[This
week, my amazing younger son Kyle turns 18! So I wanted to dedicate the week’s
blog series to AmericanStudying some Kyle Contexts, leading up to a repeat of
his excellent Guest Post on the OJ Simpson trial.]
In honor
of a track career which has faced way more than its share of setbacks (from all
of which Kyle has bounced back and then some), quick hits on five moments when
track & field stars fought the good fight.
1)
Jim Thorpe: Being a
Native American athlete brought up on a reservation who became known as the greatest
American athlete of the 20th century would be more than enough
to earn Jim Thorpe a spot on this list, as would his genuine successes at more
than a few distinct sports. But for a post on track & field fielders, I’ll highlight
the story—hard to confirm, but I’m very willing to believe it—that the
reason Thorpe is wearing two different shoes in pictures
from the 1912 Olympics is that his were stolen and so he found two mismatched
ones in the trash and wore them when he set hugely
longstanding records in the decathlon.
2)
Babe
Didrikson Zaharias: I wrote about Zaharias’s Olympic track & field
achievements at the 1932 Games
(when she was known as Babe Didrikson), among many other inspiring layers to
her sports successes, in that hyperlinked post.
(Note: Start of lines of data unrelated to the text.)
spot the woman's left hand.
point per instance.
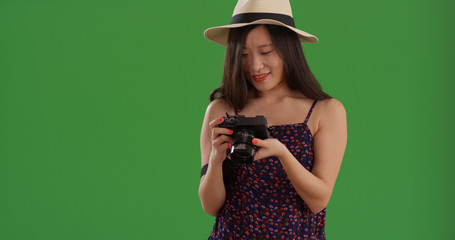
(269, 147)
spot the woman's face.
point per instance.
(260, 62)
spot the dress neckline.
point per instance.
(295, 124)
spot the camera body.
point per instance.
(244, 130)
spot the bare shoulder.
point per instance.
(331, 110)
(331, 106)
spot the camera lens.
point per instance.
(243, 150)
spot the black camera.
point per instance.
(244, 130)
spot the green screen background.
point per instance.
(101, 106)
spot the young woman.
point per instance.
(284, 193)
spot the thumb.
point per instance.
(258, 142)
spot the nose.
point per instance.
(256, 63)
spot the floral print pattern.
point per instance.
(261, 202)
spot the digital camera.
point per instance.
(244, 130)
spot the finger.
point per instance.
(221, 140)
(259, 154)
(216, 132)
(258, 142)
(215, 122)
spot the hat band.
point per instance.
(251, 17)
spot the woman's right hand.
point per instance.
(221, 141)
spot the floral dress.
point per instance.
(261, 202)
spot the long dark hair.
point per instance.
(297, 74)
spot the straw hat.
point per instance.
(248, 12)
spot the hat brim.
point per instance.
(220, 34)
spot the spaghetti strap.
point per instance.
(309, 112)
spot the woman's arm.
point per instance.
(315, 187)
(214, 143)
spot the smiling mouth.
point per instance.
(261, 77)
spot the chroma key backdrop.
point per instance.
(101, 106)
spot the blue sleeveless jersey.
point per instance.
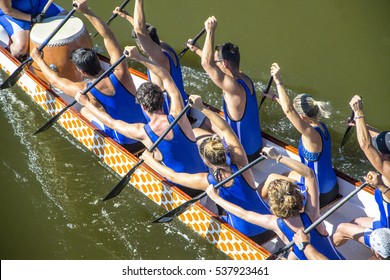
(177, 77)
(381, 221)
(32, 7)
(248, 128)
(320, 163)
(322, 243)
(241, 194)
(180, 153)
(120, 106)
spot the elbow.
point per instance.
(309, 173)
(7, 11)
(288, 109)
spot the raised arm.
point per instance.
(196, 181)
(113, 47)
(174, 94)
(376, 181)
(309, 134)
(364, 139)
(124, 14)
(149, 46)
(223, 81)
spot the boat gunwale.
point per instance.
(262, 252)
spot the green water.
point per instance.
(51, 186)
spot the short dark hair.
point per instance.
(87, 61)
(152, 33)
(150, 96)
(230, 52)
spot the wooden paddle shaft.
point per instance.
(47, 6)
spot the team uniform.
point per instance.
(322, 243)
(33, 7)
(120, 106)
(177, 77)
(241, 194)
(321, 164)
(382, 221)
(179, 153)
(247, 128)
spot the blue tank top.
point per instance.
(177, 77)
(241, 194)
(248, 128)
(320, 163)
(384, 211)
(322, 243)
(180, 153)
(120, 106)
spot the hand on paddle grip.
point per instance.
(38, 18)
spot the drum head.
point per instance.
(71, 31)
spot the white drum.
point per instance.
(72, 35)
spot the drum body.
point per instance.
(56, 53)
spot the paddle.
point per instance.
(183, 207)
(47, 6)
(50, 123)
(347, 133)
(11, 81)
(114, 15)
(121, 185)
(271, 79)
(193, 41)
(320, 220)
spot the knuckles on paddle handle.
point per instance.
(38, 18)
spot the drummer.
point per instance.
(17, 17)
(114, 94)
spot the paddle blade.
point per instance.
(14, 77)
(121, 185)
(262, 101)
(347, 133)
(176, 212)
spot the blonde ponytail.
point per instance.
(305, 105)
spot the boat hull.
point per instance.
(233, 243)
Her fight was against the kind
of sexism that led sportswriter Joe Williams
to write, as I noted in that post, that “it would be much better if she and
her ilk stayed at home, got themselves prettied up, and waited for the phone to
ring.” Don’t hold your breath, Joe.
3)
Jesse
Owens: I don’t know that I can detail Owens’s track & field fights,
triumphs, and tragedies any more clearly than I did in that hyperlinked Saturday
Evening Post Considering History column. Check it out and c’mon back!
4)
Mexico
City: Like many other commentators have over the last decade, in that
hyperlinked post I linked Tommie Smith and John Carlos’s 1968
Black Power protest to Colin Kaepernick’s 2016 anthem protests. But while I
stand by that comparison, it’s important that we not minimize how much more
danger Smith and Carlos were putting themselves in—Kaepernick has faced countless
consequences for his courageous stand, but in 1968 (as throughout the decade) African
American leaders were being murdered left and right by white supremacist
domestic terrorists. There are few braver protests in our history.
5)
Caster Semenya: Semenya’s
story is far more multilayered than I can do justice to in this brief space, but
the simple and crucial fact is this: due to aspects of her specific human body,
ones that are no different from Michael
Phelps’s extra-long wingspan or any number of other quirks possessed by
great athletes, Semenya has been targeted time and again by both transphobic
hate and official sanctions. That she has consistently fought back and
continued to compete and to do so at the highest level makes her a fighter any
track & field athlete, and any human for that matter, should be inspired
by.
Last
context tomorrow,
Ben
PS. Lemme
know any bday wishes I can pass along to my not-so-young man!